A brief thought on union matters

The new school year was about to start and I was in my classroom doing some preliminary work such as planning classes and checking the teaching materials. I was sitting down at my desk enjoying the solitude of the room and listening to some relaxing music when a couple of individuals entered in the room and began literally preaching on the advantages to become a member of the teachers’ union with. While I was listening to their allocution, I though on my parents when they were young because come from a family that was very involved in union tasks before the Cuban revolution took place in 1959. Even though my parents were member of a union, they were profoundly anti-communists in opposition to a common thinking that put an equal sign between unionists and communists or socialists. My parents were member of a union organization of Catholic inspiration. I thought that they were very proud of me I were a guy with unionist enthusiasm, but I am not. During most of my life in Cuba the union institutions appear to me nothing else but another government formation. Therefore, becoming a member of the teacher’s union (or any union at all) has no appeal to me at all.

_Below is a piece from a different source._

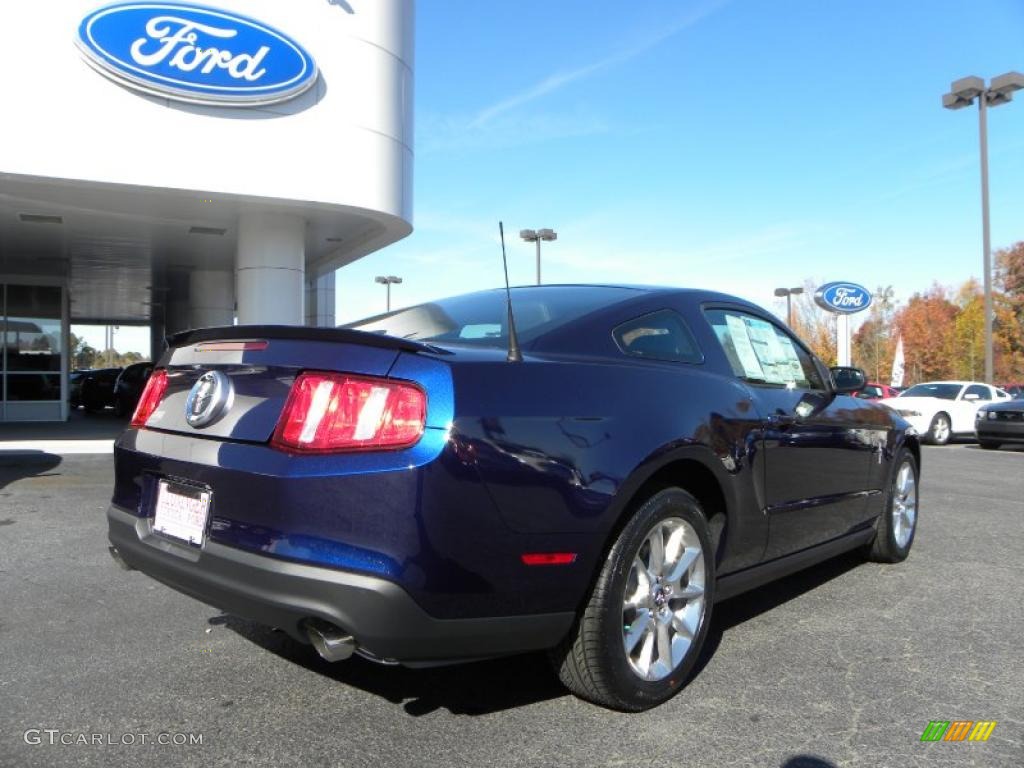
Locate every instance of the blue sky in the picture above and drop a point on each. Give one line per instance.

After I began working as a high school teacher in this country, I became a member of the union for one simple reason: to protect myself against any possible mistreatment from the administration or early firing. After I reach a certain point in my teaching career in which the union means nothing but an expensive membership, I decided to give a raise in my salary by resigning that membership. As I was telling before, I was in my classroom in perfect communion with myself when this couple of enthusiast unionists entered in and began praising the goodness of the United Teachers of Dade. I listened to them in silence –not a word came out of my mouth during the fifteen-minute-long speech. At the end, they asked me to rejoin the union and I simply said no. At that point, one of them asked me for my nationality and I said, Cuban. Ah!, said this person, smiling broadly and masking impishness, I understand why now. Then, this person said to the other slightly confused person, I’ll explain to you later, and they left the room together.

I tried to clarify nothing. That comment was made out of a common stereotype in which Cubans are portrayed as right-wing militants and enemy of everything that could be close to a leftist position. I consider myself a person with a progressive social sensibility, closer to the left in their historical demands than of the right in its maniac defense of the capital. I have certain political culture that put me closer to classical leftist positions. I was not offended by the comment –I understand it. Cubans have a well-gained reputation of ferocious conservative people. Perhaps an intelligent conversation rather than an uncontrollable prattle could have resulted if not in becoming again a member of the union at least in a mutual understanding of different perceptions on the role of the union organizations in a capitalist society such as ours. Besides, it is highly probable that in readings and attitudes I am more to left than these union members.